Mancano poche ore all’entrata in vigore del silenzio elettorale in vista (anche) dei cinque quesiti referendari su lavoro e cittadinanza. Un silenzio elettorale che non cambia poi di molto la situazione, visto il generale disinteresse per dei temi pur così centrali, divenuti però fin troppo “politicizzati” per poter essere affrontati o modificati. E così ci ritroveremo, lunedì sera, a commentare il mancato quorum di tutti i quesiti: si stima che l’affluenza sarà tra il 24 ed il 29 %, secondo me si arriverà anche al 30% ma difficilmente si andrà oltre. Vedremo.
Per quel che vale, senza cedere alla facile propaganda delle parti (neppure quella Cgil, essendo oramai appurato che le modifiche espresse riguarderebbero una platea di qualche milione di lavoratori), il mancato passaggio di queste richieste sarà un danno prima di tutti a noi stessi.
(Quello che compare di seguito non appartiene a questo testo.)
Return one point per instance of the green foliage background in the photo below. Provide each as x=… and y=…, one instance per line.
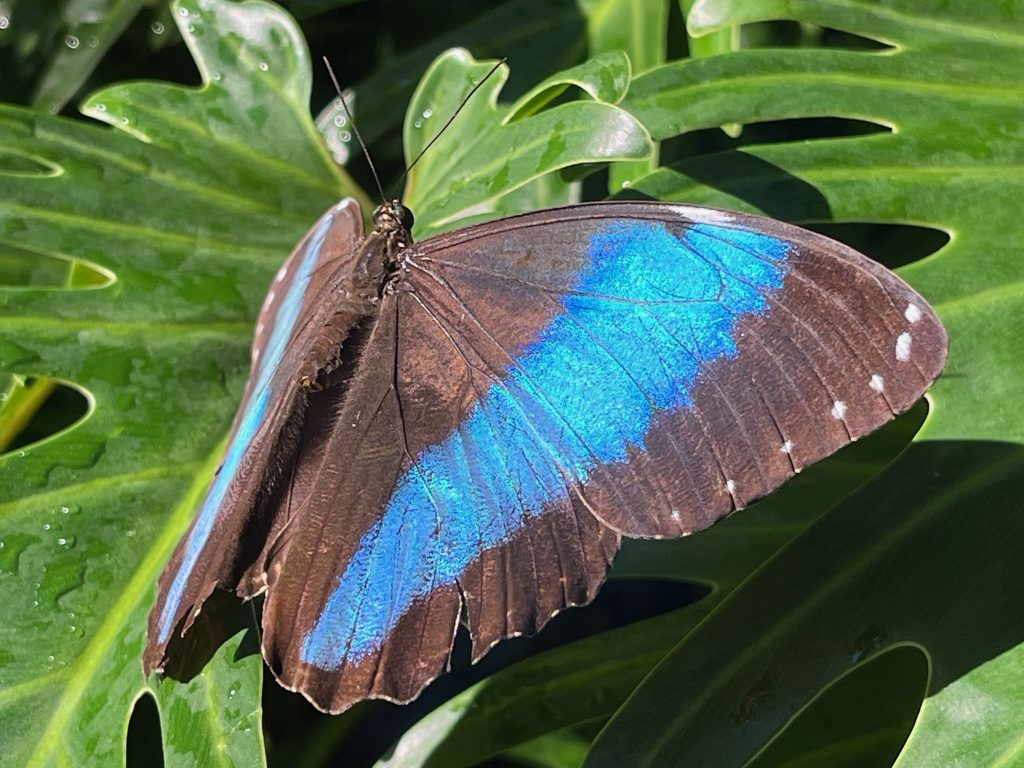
x=866, y=614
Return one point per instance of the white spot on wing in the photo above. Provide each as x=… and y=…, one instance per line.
x=706, y=214
x=903, y=347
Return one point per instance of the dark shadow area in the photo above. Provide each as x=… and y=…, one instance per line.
x=927, y=554
x=861, y=721
x=806, y=35
x=143, y=748
x=892, y=245
x=43, y=407
x=222, y=615
x=290, y=719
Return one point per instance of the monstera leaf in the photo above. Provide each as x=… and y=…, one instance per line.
x=182, y=207
x=909, y=587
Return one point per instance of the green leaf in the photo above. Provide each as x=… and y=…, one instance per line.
x=488, y=152
x=908, y=558
x=190, y=201
x=539, y=36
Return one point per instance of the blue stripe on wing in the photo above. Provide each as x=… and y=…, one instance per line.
x=648, y=311
x=253, y=412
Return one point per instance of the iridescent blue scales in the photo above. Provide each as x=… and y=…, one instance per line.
x=467, y=425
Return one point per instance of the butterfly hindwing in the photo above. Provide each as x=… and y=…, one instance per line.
x=219, y=543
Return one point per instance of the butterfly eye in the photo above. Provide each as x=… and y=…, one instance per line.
x=404, y=216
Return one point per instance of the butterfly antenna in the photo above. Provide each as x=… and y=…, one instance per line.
x=455, y=114
x=351, y=120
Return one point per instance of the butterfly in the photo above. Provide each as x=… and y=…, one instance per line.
x=463, y=429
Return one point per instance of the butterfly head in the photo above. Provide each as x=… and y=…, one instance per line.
x=393, y=216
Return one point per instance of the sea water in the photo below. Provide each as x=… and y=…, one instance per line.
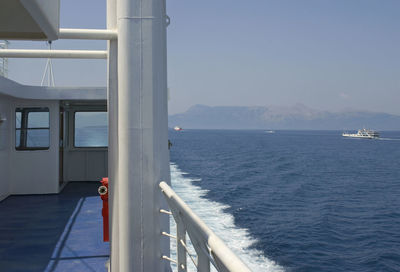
x=295, y=200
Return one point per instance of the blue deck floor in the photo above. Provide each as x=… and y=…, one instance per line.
x=53, y=232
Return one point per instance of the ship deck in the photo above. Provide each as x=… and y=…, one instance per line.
x=60, y=232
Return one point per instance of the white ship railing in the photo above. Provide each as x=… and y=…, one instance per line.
x=208, y=246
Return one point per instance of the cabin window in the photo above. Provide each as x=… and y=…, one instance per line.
x=91, y=129
x=32, y=128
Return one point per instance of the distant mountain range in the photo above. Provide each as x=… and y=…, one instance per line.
x=272, y=117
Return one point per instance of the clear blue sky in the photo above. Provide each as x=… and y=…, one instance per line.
x=329, y=55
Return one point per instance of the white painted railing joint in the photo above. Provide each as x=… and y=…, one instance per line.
x=87, y=34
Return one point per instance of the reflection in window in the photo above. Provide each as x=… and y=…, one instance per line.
x=32, y=128
x=91, y=129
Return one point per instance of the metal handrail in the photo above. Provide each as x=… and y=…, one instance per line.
x=209, y=247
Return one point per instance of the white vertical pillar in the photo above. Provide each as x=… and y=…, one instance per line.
x=142, y=135
x=112, y=108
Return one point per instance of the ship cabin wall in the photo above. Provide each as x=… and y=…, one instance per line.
x=28, y=171
x=5, y=139
x=36, y=171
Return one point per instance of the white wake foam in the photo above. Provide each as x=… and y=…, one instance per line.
x=222, y=223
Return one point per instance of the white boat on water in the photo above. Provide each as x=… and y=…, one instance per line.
x=363, y=133
x=43, y=151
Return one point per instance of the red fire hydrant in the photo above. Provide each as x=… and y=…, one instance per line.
x=103, y=191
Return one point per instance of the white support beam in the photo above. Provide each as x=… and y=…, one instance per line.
x=143, y=157
x=59, y=54
x=87, y=34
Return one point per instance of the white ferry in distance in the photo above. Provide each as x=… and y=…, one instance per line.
x=363, y=133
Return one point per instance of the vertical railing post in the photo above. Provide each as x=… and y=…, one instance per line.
x=112, y=108
x=180, y=249
x=203, y=262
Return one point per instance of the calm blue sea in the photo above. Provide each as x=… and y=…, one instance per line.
x=295, y=200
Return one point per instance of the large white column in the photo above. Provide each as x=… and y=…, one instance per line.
x=112, y=108
x=142, y=135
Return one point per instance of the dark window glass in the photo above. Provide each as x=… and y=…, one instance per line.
x=91, y=129
x=32, y=128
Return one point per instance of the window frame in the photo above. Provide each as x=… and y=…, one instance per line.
x=23, y=139
x=74, y=130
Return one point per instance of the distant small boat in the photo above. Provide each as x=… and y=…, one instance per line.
x=363, y=133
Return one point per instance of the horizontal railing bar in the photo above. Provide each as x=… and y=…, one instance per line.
x=60, y=54
x=225, y=256
x=169, y=259
x=87, y=34
x=165, y=211
x=168, y=235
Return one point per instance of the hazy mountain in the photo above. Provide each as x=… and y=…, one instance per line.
x=272, y=117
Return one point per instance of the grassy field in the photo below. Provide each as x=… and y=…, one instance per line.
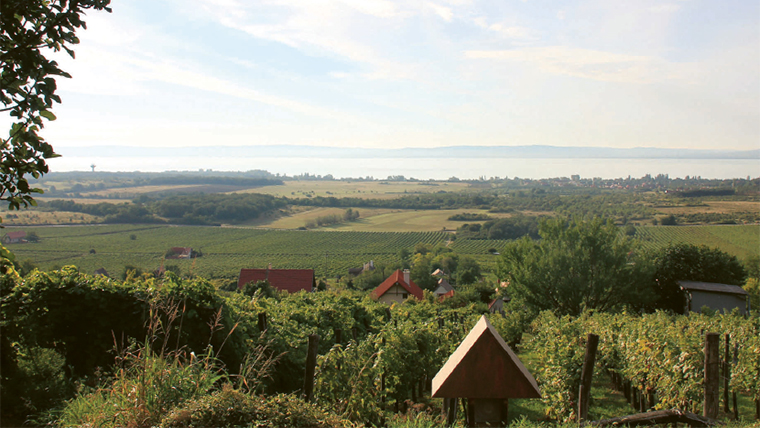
x=227, y=250
x=382, y=220
x=357, y=189
x=741, y=241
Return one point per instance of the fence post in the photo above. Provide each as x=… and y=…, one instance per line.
x=586, y=374
x=712, y=376
x=262, y=321
x=311, y=364
x=726, y=373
Perchè in soldoni, i cittadini italiani – e dunque anche milioni di lavoratori – si laveranno le mani di questioni importantissime circa la tutela dei loro stessi posti di lavoro.
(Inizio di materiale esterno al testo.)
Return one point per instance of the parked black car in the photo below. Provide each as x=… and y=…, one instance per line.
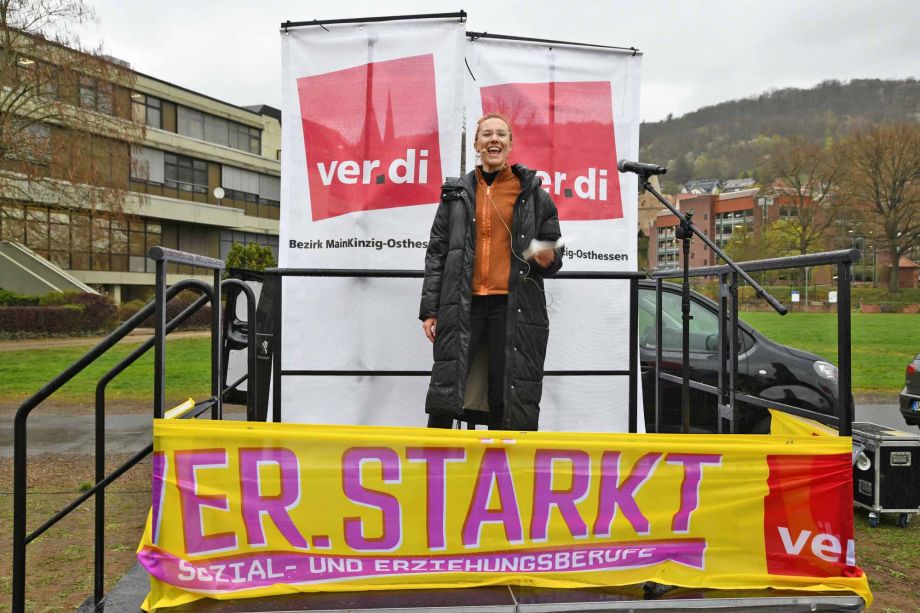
x=910, y=395
x=765, y=368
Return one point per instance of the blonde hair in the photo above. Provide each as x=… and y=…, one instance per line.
x=494, y=116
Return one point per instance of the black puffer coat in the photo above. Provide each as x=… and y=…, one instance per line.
x=446, y=294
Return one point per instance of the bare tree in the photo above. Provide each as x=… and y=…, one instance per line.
x=809, y=174
x=884, y=176
x=65, y=112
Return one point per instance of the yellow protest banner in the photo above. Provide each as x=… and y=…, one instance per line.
x=250, y=509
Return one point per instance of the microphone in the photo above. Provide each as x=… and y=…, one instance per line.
x=639, y=168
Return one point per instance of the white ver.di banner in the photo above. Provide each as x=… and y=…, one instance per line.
x=574, y=111
x=372, y=126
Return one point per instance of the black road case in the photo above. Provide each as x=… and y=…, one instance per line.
x=886, y=474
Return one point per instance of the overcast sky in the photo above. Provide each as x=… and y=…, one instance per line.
x=695, y=53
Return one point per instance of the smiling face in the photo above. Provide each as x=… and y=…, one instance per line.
x=493, y=143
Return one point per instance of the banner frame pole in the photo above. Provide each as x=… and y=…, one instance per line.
x=474, y=35
x=287, y=25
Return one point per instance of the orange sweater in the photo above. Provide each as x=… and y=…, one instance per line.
x=494, y=211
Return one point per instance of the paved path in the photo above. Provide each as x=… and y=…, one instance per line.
x=130, y=433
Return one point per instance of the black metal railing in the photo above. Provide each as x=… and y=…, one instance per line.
x=727, y=389
x=208, y=294
x=276, y=329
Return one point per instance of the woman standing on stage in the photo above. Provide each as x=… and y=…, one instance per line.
x=483, y=304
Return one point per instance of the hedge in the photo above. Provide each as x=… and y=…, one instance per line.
x=55, y=314
x=41, y=321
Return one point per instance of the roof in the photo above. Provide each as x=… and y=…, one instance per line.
x=735, y=184
x=701, y=186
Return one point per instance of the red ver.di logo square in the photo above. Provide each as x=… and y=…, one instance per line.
x=564, y=131
x=371, y=136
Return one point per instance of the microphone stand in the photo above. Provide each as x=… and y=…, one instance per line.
x=685, y=232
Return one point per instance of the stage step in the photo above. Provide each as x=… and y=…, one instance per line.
x=128, y=594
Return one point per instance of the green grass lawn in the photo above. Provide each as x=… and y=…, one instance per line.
x=882, y=344
x=188, y=368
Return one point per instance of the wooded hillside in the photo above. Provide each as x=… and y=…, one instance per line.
x=730, y=140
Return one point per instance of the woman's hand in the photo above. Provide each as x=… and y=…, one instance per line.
x=430, y=327
x=545, y=257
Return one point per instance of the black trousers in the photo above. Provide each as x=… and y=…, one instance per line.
x=488, y=315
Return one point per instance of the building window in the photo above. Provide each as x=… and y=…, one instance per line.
x=76, y=240
x=96, y=95
x=251, y=187
x=218, y=130
x=147, y=110
x=185, y=173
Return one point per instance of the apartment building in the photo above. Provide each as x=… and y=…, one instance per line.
x=200, y=175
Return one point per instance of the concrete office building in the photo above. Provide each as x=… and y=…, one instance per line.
x=191, y=145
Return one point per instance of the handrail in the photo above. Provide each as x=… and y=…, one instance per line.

Questo è un dettaglio non da poco, perchè poi, sapete com’è, quando scatta il licenziamento illegittimo o il macato reintegro, o si viene sottoposti ad un misero indennizzo, ci si mette a protestare ed a sbattere i pugni sul tavolo. Ed allora ci si incatena ai cancelli delle aziende, si chiamano le emittenti televisive ed i giornalisti, si grida allo scandalo e si chiede “giustizia” e “rispetto” per il lavoro, che è un “diritto”. Ecco, magari andando a votare si potrebbe portare quella “giustizia” un po’ più dalla nostra parte, ma è oramai chiaro che non c’è l’interesse neppure da parte dei lavoratori.
Lo spartiacque – se così lo possiamo definire – è tra un mondo del lavoro sempre più deregolamentato ed uno più controllato. Lasciare controllo (e potere) eccessivo alle aziende produce ciò che abbiamo già sotto gli occhi: precarietà a vita, stipendi sempre più bassi a fronte di turni di lavoro invariati, demansionamenti, licenziamenti in tronco, interruzione dei contratti di lavoro a termine che quasi mai diventano indeterminati. Questi referendum non cambieranno tutto ciò, ma potrebbero rappresentare un punto di partenza per rimettere al centro la contrattazione sul posto di lavoro.
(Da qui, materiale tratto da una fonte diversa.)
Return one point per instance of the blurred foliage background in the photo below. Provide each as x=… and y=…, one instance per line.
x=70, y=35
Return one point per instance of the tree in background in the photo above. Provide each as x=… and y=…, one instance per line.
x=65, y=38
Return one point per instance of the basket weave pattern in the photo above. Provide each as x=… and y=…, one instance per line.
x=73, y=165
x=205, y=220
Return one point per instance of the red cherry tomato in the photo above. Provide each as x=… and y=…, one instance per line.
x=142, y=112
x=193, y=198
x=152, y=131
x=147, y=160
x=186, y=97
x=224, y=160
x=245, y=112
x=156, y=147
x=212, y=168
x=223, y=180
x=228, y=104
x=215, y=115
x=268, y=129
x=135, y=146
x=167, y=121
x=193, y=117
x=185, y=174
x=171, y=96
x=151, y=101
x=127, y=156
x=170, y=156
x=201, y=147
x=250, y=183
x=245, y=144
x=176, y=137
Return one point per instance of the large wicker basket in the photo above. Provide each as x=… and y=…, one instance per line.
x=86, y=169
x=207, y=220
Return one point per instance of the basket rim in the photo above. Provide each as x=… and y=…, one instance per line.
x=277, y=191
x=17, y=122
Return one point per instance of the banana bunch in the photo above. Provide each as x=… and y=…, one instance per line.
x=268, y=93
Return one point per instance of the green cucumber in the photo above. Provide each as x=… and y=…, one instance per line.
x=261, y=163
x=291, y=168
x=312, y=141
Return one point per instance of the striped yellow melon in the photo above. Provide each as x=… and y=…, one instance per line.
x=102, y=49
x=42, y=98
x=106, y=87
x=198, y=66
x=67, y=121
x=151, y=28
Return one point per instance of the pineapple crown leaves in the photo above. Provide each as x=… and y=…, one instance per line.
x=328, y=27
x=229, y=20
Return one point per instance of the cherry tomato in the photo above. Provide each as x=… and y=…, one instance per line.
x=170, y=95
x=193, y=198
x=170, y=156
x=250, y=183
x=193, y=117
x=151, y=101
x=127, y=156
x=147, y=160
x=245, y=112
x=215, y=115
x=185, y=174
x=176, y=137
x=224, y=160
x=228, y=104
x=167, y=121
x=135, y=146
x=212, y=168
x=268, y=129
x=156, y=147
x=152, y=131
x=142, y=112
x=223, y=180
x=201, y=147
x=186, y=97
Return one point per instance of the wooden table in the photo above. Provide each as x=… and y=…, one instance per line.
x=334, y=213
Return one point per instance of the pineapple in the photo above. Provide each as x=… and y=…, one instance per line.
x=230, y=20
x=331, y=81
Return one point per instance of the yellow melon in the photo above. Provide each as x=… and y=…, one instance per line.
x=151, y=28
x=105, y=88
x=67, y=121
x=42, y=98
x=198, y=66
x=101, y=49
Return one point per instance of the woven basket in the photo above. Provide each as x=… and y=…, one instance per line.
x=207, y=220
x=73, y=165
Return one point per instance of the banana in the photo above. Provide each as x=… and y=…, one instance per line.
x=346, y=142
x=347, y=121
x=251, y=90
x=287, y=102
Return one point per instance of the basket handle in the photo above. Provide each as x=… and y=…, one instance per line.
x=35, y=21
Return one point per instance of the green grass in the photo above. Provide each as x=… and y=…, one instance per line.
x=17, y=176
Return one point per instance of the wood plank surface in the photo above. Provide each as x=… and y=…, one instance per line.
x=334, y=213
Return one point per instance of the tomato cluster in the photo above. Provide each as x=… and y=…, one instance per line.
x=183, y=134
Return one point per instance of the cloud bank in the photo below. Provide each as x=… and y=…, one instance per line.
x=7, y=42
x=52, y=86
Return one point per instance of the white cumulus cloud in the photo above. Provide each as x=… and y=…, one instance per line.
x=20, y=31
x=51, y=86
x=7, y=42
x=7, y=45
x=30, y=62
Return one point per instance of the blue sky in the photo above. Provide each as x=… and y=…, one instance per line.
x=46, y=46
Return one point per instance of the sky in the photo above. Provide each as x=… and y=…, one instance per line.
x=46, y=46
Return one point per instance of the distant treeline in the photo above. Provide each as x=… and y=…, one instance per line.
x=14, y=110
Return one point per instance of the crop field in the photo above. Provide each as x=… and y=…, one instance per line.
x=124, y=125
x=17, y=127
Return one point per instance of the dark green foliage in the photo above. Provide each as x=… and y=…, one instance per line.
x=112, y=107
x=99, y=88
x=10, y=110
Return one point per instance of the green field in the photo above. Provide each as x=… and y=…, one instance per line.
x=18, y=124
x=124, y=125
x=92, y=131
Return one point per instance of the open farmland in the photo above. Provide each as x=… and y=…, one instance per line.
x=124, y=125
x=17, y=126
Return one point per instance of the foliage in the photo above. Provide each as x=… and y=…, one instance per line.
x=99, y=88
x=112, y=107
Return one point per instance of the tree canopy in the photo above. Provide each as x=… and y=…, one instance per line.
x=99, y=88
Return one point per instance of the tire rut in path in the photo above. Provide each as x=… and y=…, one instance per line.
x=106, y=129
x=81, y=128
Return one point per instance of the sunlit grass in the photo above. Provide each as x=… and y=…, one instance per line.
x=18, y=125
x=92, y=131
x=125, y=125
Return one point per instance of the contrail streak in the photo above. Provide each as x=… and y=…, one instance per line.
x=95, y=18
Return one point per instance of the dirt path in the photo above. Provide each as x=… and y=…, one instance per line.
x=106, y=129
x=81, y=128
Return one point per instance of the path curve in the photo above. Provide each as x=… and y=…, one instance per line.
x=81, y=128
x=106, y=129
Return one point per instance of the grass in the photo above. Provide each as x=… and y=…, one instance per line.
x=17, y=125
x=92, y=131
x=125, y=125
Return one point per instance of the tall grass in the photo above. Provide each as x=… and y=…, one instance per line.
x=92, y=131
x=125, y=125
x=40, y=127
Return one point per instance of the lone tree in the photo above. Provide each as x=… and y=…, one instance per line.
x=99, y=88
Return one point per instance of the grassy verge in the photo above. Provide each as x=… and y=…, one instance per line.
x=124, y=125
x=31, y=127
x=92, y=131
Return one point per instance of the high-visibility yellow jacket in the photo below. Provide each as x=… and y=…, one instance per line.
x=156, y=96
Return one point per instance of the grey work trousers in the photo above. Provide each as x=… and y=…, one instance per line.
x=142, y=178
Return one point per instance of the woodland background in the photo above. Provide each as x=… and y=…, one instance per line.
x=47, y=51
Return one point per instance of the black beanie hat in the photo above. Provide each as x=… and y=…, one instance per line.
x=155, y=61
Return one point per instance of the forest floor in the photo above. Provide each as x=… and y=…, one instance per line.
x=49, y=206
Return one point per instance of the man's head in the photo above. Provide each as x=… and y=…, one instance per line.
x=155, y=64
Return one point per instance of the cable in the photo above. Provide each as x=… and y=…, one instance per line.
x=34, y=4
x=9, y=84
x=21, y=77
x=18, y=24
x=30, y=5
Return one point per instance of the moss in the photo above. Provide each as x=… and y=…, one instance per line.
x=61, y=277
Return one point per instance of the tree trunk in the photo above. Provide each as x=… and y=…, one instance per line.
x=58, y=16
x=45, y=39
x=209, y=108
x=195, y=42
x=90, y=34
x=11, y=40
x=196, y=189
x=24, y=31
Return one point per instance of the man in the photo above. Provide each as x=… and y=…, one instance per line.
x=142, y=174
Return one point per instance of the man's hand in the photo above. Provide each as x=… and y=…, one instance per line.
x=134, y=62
Se da una parte dal Cgil ed il centro-sinistra sbagliano a dire che questi referendum “cambieranno tutto“, dall’altro è evidente che il Governo ed il centro-destra sbagliano a dire che è tutto a posto così com’è. Il problema è, semmai, l’appiattimento al concetto del così è, che spingerà in tanti a non andare alle urne nella convinzione che oramai il mondo del lavoro è così e poco si possa fare per cambiarlo. Ed ovviamente è davvero così, se poi non si ha la volontà di farlo (neppure andando ad imbucare una scheda in uno scatolone).
Discorso del tutto simile per il quesito sulla cittadinanza italiana, che tanto farebbe bene a milioni di persone. Per questo quesito è logico ipotizzare uno scenario diverso, con un maggior numero di voti contrari dato che in molti esprimono pubblicamente il loro dissenso per la questione. Ma ovviamente, vedremo come andrà in questo fine settimana, con la speranza (ultima a morire) di poter essere contraddetto.